We will try a range of \( \tt{ntree} \) from 1 to 500 and \( \tt{mtry} \) taking typical values of \( p \), \( p/2 \), \( \sqrt{p} \). For Boston data, \( p = 13 \). We use an alternate call to \( \tt{randomForest} \) which takes \( \tt{xtest} \) and \( \tt{ytest} \) as additional arguments and computes test MSE on-the-fly.
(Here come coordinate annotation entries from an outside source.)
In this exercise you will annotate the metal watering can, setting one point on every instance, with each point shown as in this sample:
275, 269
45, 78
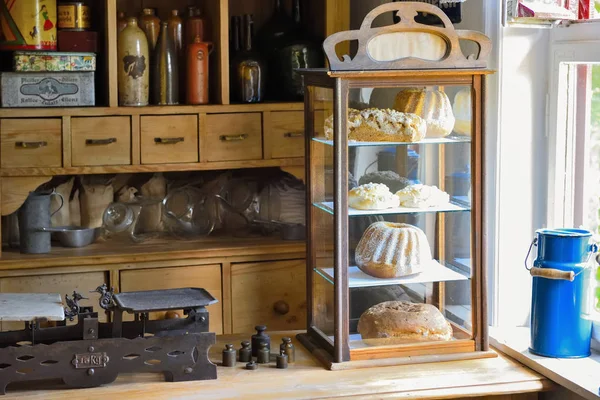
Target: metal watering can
560, 294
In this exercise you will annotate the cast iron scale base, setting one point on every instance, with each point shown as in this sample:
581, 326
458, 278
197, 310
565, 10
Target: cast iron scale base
92, 353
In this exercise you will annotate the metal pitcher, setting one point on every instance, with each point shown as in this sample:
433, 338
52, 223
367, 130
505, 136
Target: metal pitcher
33, 215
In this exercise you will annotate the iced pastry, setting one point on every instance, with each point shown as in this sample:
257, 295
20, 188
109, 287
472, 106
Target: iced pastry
422, 196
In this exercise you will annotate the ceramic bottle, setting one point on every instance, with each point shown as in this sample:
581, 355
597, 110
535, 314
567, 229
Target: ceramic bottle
165, 70
133, 65
150, 24
197, 71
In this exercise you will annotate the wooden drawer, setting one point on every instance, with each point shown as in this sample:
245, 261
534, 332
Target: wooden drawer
167, 139
31, 142
83, 283
257, 287
100, 141
287, 134
232, 137
202, 276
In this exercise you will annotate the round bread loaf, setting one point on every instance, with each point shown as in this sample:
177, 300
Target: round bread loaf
431, 105
402, 321
380, 125
392, 250
389, 178
372, 196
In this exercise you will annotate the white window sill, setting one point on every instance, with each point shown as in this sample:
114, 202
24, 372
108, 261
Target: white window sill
581, 375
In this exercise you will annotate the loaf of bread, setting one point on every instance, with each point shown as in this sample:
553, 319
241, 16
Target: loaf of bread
372, 196
394, 322
380, 125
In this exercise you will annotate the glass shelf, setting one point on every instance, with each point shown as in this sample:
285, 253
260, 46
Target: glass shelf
352, 212
446, 140
433, 272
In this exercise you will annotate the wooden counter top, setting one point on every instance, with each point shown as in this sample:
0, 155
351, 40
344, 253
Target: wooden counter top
307, 379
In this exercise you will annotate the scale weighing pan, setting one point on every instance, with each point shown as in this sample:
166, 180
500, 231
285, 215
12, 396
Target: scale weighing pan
163, 300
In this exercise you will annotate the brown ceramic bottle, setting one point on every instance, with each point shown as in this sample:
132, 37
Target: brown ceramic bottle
150, 24
121, 22
197, 71
133, 65
195, 25
165, 70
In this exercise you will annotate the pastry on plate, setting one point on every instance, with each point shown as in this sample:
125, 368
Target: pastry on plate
372, 196
380, 125
422, 196
392, 250
431, 105
402, 321
389, 178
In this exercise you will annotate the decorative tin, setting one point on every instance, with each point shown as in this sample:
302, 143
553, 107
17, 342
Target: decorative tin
29, 61
47, 89
74, 16
28, 25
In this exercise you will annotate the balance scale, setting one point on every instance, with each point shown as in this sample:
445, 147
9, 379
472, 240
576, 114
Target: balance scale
93, 353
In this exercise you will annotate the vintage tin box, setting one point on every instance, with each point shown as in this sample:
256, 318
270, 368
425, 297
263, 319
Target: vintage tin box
29, 61
47, 89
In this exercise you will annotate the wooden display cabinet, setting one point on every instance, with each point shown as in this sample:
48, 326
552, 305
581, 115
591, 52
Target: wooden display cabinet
454, 281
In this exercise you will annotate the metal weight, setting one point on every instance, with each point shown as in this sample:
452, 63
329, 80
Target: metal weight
263, 354
229, 356
245, 352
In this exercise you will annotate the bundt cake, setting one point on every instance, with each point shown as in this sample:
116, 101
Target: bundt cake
431, 105
380, 125
462, 109
403, 321
392, 250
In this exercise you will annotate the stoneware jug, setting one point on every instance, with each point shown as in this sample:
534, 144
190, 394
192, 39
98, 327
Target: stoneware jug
33, 215
134, 66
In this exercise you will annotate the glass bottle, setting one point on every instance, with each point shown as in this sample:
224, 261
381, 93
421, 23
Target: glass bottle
165, 70
133, 65
150, 24
298, 50
248, 69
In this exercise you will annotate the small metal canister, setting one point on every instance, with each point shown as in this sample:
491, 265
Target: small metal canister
229, 356
245, 353
74, 16
263, 354
260, 337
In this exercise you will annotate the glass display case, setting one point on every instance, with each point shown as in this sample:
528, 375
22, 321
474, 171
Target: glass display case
394, 145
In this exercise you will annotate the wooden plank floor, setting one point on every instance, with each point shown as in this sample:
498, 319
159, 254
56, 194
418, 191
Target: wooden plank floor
499, 377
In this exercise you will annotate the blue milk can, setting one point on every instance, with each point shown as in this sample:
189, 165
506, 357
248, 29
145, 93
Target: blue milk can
560, 293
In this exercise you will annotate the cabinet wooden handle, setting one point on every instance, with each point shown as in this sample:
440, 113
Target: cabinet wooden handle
31, 145
550, 273
294, 134
168, 140
233, 138
281, 307
100, 141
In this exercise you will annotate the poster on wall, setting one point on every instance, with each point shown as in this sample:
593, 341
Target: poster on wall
542, 12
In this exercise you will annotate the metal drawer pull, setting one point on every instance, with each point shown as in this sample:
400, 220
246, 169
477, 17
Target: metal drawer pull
168, 140
31, 145
233, 138
100, 141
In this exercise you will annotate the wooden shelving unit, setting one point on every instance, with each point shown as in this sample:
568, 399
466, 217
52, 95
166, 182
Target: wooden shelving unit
217, 263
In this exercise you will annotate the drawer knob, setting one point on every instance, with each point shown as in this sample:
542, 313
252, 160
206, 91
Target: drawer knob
233, 138
31, 145
281, 307
294, 134
95, 142
168, 140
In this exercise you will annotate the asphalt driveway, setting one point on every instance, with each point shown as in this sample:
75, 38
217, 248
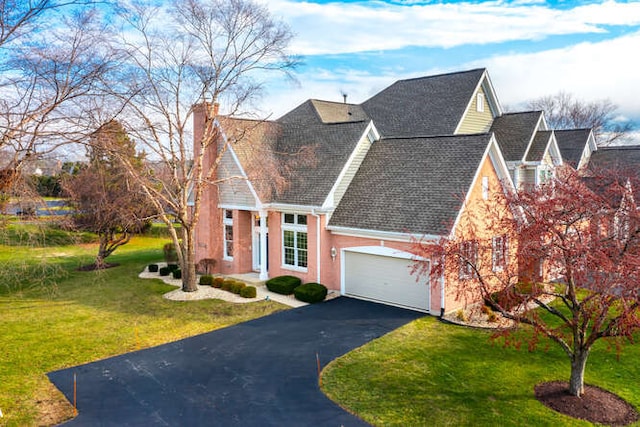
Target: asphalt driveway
259, 373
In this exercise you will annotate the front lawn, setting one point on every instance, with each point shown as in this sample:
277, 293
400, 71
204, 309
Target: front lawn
428, 373
67, 317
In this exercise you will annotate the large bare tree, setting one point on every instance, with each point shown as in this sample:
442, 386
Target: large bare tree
53, 65
195, 53
106, 199
564, 111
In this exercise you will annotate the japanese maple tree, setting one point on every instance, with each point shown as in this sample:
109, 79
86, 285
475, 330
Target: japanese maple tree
563, 258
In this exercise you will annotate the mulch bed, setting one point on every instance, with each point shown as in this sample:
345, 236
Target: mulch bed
93, 267
596, 405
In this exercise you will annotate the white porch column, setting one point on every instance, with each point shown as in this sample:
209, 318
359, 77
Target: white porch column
264, 275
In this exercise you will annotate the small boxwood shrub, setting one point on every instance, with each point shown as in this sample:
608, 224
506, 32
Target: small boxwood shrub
284, 285
237, 286
310, 292
206, 280
226, 284
248, 292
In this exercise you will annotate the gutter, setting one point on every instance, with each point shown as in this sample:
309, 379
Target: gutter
313, 213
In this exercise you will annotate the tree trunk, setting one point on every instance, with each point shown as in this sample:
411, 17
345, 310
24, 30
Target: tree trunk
189, 283
578, 364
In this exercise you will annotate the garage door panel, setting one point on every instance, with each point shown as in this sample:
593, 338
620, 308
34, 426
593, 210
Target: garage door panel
384, 278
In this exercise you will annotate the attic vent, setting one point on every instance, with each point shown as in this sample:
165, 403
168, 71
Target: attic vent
371, 136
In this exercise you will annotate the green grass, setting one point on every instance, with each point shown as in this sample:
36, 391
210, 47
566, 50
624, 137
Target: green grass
428, 373
54, 317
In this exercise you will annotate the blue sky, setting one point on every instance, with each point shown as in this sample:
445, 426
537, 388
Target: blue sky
531, 48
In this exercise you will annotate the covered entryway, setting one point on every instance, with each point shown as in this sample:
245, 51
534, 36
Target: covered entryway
383, 274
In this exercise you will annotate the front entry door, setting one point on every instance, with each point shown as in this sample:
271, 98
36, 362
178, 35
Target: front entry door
256, 244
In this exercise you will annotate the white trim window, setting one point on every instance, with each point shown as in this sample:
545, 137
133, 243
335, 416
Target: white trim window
499, 252
294, 241
227, 230
485, 188
468, 259
480, 103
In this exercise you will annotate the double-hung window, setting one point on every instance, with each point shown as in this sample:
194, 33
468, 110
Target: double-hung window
468, 259
227, 221
499, 246
294, 240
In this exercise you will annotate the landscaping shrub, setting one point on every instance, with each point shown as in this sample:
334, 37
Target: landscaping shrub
236, 287
284, 285
311, 292
170, 254
205, 265
226, 284
248, 292
206, 280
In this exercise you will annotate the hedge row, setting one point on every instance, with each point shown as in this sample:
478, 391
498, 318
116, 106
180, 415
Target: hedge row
287, 285
234, 286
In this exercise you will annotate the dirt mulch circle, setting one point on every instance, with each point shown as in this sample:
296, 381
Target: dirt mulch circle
596, 405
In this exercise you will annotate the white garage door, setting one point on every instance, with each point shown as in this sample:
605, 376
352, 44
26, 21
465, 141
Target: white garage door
384, 278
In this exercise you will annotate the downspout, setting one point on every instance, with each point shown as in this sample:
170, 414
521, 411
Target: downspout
317, 243
442, 298
263, 244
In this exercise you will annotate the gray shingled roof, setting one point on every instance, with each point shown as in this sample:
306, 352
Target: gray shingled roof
571, 144
338, 112
539, 145
413, 185
427, 106
625, 158
331, 143
514, 131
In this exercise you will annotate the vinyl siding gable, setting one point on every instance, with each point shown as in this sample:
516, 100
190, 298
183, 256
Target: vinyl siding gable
350, 169
234, 188
475, 121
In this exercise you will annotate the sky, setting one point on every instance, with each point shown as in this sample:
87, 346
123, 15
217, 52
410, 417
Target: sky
531, 48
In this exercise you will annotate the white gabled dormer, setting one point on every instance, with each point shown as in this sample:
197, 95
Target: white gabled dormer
482, 108
368, 137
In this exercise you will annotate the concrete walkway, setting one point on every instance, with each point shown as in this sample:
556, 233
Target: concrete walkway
259, 373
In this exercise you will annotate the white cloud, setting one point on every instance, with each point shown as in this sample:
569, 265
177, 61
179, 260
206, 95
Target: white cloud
590, 71
366, 26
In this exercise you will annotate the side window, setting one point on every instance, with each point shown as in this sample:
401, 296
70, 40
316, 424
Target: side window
485, 187
499, 253
227, 221
468, 259
480, 103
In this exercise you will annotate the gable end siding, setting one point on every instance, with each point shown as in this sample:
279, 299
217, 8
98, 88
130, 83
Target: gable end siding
359, 154
235, 190
475, 121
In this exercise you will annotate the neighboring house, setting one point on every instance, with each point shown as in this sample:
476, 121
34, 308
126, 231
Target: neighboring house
338, 193
576, 146
625, 158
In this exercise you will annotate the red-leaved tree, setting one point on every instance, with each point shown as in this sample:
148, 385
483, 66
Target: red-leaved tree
563, 258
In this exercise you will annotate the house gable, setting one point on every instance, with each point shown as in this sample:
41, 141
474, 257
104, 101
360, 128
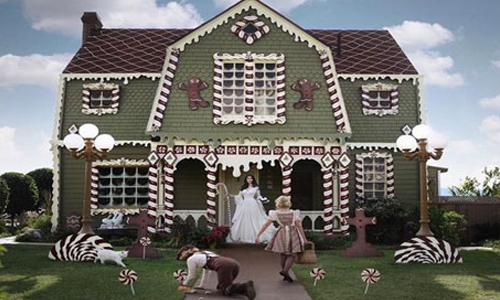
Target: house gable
303, 56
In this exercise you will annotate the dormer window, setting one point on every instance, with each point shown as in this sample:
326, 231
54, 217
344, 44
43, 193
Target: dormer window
380, 99
249, 89
100, 98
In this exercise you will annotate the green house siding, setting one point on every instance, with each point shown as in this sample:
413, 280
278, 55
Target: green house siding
136, 98
73, 177
375, 129
197, 61
406, 178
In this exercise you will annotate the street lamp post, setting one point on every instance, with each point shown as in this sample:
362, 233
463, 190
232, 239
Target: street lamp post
89, 145
414, 147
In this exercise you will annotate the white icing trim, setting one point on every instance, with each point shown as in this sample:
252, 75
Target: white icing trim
110, 76
262, 10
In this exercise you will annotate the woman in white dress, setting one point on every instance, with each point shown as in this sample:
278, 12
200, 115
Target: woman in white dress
249, 215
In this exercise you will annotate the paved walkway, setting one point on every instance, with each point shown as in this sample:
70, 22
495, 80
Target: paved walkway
262, 267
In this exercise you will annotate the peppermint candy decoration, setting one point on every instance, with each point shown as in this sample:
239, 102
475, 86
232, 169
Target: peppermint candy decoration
145, 241
370, 276
317, 274
128, 277
180, 275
Test MSE of all tree sizes can be obtained by accessing \( \tt{mse} \) list member of \( \tt{test} \) list member of the model.
library(MASS)
library(randomForest)
## randomForest 4.6-7
## Type rfNews() to see new features/changes/bug fixes.
set.seed(1101)
# Construct the train and test matrices
train = sample(dim(Boston)[1], dim(Boston)[1]/2)
X.train = Boston[train, -14]
X.test = Boston[-train, -14]
Y.train = Boston[train, 14]
Y.test = Boston[-train, 14]
p = dim(Boston)[2] - 1
p.2 = p/2
p.sq = sqrt(p)
rf.boston.p = randomForest(X.train, Y.train, xtest = X.test, ytest = Y.test,
mtry = p, ntree = 500)
rf.boston.p.2 = randomForest(X.train, Y.train, xtest = X.test, ytest = Y.test,
mtry = p.2, ntree = 500)
rf.boston.p.sq = randomForest(X.train, Y.train, xtest = X.test, ytest = Y.test,
mtry = p.sq, ntree = 500)
plot(1:500, rf.boston.p$test$mse, col = "green", type = "l", xlab = "Number of Trees",
ylab = "Test MSE", ylim = c(10, 19))
lines(1:500, rf.boston.p.2$test$mse, col = "red", type = "l")
lines(1:500, rf.boston.p.sq$test$mse, col = "blue", type = "l")
legend("topright", c("m=p", "m=p/2", "m=sqrt(p)"), col = c("green", "red", "blue"),
cex = 1, lty = 1)
The plot shows that test MSE for single tree is quite high (around 18). It is reduced by adding more trees to the model and stabilizes around a few hundred trees. Test MSE for including all variables at split is slightly higher (around 11) as compared to both using half or square-root number of variables (both slightly less than 10).